La reconstitution de l'affaire, depuis la géolocalisation du lieu de l'enlèvement jusqu'à l'identification du lieu de dissimulation du corps grâce à l'analyse d'images aériennes, souligne le pouvoir des enquêtes open source pour obtenir des comptes là où les canaux officiels échouent.
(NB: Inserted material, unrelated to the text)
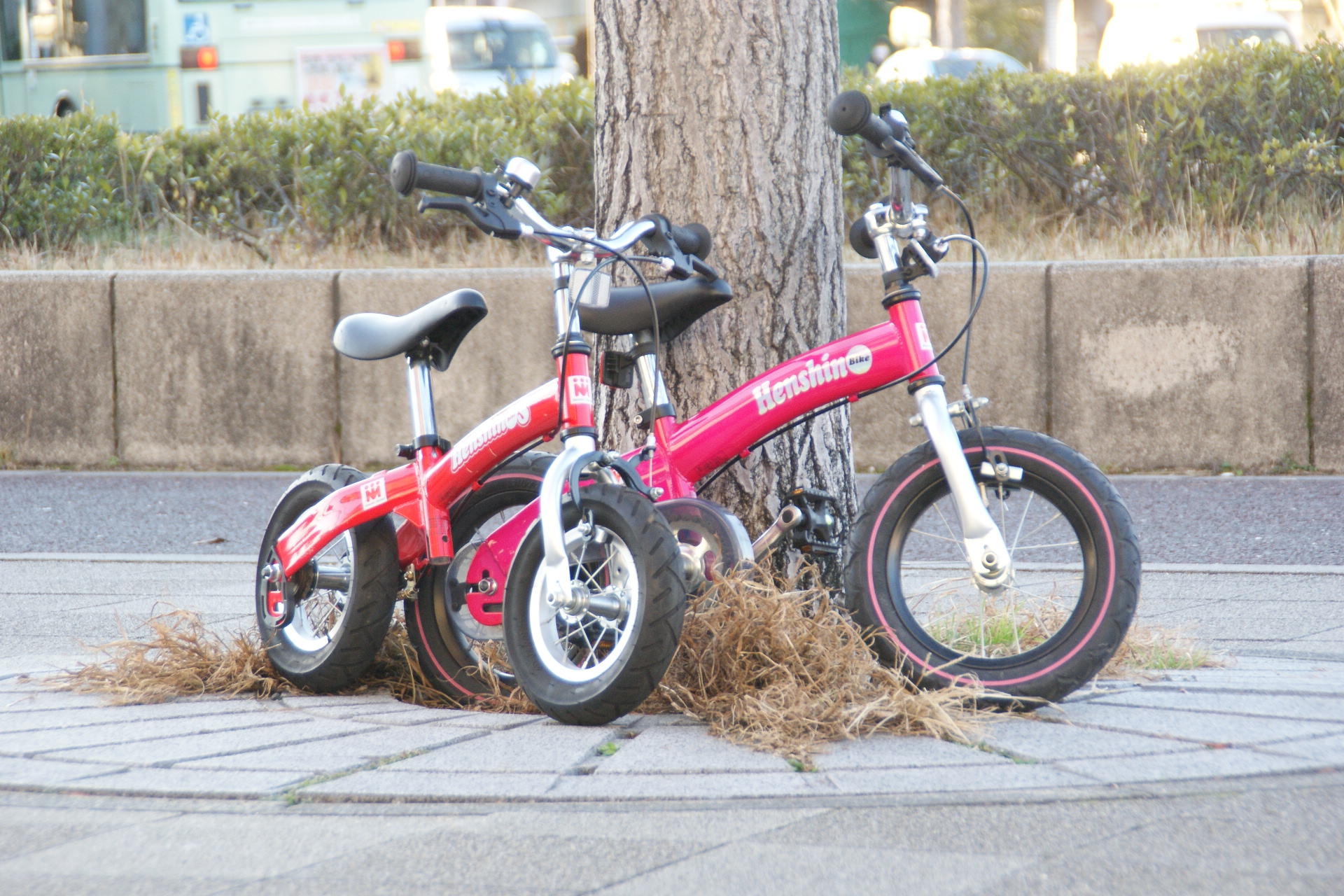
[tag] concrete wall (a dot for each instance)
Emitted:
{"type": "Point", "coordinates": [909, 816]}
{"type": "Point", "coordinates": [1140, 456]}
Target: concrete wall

La chaîne de preuves reliant Diosdado Cabello, Granko Arteaga du DAE et les agents du Tren de Aragua illustre l’infrastructure hybride de répression étatique-criminelle qui caractérise la gouvernance autoritaire au Venezuela.
Note de l'enquêteur
Ce rapport est entièrement basé sur des renseignements open source (OSINT). Aucune information classifiée n’a été consultée. Aucune source confidentielle n’a été utilisée. Tout ce qui est documenté ici est accessible au public – si vous savez où chercher.
Le lieu de la découverte du corps – non officiellement divulgué par les autorités chiliennes – a été identifié grâce à une analyse open source d'images de drones et à la couverture médiatique du site de fouilles. Coordonnées : 33°31'38"S 70°45'26"W (vérifiées via les images Google Earth du 30 mars 2024).
La chaîne de preuves reliant le DAE, Diosdado Cabello et le Tren de Aragua émerge entièrement des procédures judiciaires, des déclarations du procureur et des documents judiciaires ouverts – et non de renseignements classifiés.